Now gazing out at Africa’s longest bridge (Third Mainland Bridge) and pondering the fate of Makoko as it obligatorily battles impassive profiteer land developers and conspiring local politicians, I ask Noah about the demolition of several stilted houses by the Lagos State government in 2012, ultimately resulting in the murder of fellow community leader Timothy Hunpoyanwa . Having both anguish and determination in his stare, Noah points to countless broken platform supports, standing like partially submerged soldiers in formation, where they once held firm as foundations for family homes. At that moment, as though writhing with the pain of loss, I feel the Annex gently sway . . .

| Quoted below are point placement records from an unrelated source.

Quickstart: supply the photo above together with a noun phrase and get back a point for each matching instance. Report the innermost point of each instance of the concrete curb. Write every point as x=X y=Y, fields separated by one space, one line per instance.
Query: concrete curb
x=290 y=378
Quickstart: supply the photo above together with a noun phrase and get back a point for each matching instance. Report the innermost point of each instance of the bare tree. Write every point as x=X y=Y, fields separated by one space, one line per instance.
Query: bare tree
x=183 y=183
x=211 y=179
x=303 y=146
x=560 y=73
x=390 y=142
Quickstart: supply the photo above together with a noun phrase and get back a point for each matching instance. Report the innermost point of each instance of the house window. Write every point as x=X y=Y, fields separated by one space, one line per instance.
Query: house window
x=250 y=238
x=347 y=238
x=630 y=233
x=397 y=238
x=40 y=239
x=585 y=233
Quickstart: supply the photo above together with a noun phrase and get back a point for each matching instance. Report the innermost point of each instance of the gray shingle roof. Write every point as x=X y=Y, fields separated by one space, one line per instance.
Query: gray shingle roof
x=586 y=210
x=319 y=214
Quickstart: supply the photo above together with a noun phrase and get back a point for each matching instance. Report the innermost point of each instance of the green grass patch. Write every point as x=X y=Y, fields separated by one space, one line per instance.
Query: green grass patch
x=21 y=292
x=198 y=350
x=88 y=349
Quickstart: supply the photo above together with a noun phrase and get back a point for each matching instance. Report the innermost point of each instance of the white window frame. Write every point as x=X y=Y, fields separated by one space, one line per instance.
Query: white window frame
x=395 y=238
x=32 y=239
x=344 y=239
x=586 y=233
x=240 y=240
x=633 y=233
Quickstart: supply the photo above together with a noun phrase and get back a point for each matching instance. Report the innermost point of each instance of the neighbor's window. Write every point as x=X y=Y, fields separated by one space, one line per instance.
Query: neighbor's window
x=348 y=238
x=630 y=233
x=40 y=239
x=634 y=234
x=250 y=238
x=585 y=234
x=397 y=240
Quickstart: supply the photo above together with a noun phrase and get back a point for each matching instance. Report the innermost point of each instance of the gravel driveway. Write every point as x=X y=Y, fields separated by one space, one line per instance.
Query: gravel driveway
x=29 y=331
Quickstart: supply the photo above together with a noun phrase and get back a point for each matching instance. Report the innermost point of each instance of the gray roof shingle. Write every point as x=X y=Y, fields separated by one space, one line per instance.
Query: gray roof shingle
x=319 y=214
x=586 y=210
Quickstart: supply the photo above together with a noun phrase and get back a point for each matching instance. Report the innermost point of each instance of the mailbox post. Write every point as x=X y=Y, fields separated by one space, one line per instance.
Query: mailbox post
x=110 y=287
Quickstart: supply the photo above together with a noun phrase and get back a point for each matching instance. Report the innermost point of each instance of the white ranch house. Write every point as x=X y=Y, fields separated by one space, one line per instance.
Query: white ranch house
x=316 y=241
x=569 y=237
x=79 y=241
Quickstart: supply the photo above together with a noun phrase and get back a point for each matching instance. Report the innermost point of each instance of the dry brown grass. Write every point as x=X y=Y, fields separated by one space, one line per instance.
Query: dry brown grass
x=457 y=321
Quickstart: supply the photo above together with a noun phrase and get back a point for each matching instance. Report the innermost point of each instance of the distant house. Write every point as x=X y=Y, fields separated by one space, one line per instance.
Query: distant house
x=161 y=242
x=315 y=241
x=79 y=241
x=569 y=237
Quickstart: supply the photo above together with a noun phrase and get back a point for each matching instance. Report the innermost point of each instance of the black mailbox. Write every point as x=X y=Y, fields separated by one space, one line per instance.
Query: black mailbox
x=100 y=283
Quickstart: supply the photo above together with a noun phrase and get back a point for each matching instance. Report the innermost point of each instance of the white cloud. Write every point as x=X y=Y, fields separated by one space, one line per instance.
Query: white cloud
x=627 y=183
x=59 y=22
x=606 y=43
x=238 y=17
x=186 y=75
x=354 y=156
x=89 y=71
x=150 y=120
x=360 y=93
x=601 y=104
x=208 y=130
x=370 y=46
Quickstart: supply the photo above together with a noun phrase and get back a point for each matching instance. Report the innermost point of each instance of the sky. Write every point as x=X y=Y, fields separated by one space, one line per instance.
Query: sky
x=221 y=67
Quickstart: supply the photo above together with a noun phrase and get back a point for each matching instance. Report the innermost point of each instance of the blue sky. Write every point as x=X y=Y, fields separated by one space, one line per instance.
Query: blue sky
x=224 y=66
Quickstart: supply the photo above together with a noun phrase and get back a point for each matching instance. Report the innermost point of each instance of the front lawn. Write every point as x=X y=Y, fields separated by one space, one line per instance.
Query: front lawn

My journey is nearing conclusion as we retrace the waterway route, leading to the colossus in the lagoon, back toward our launching point. Along the way we witness carefree children enjoying a frolic in the cool, murky, debris-laden water with Styrofoam bodyboards. The smell of smoldering fish is intoxicating as we pass innumerable smoke houses luring us as fish to well baited hooks. Succumbing to enticement, we delay momentarily to procure a handful of smoked sardine—gratis, from a flirty ol’ woman. Traveling these final few meters to shore, I’m reflecting on the day’s adventure—the enormous lagoon; the vast distant ocean; the expansive and resilient Makoko community, alive with color and creativity; the majestic Floating Annex; the innocence of children at play and learning; and the indomitable spirit and courage of the young man named Noah—I conclude undoubtedly as to, “What’s floating in the water at Makoko?” A school? A community center? A gigantic environment-friendly bath toy? No, none of these things. What’s floating in the water at Makoko is Hope; Hope that conditions will improve; Hope that there will be good fishing; Hope that homes will be spared; Hope that no one gets sick; Hope that there will be clean water to drink and light in the night; Hope that the teachers will be paid; Hope that the children will get books and uniforms; Hope in the youth; Hope in the future. Hope in all things great and small—and as everybody knows, as sure as the sun rises in the East and sets in the West . . . Hope floats.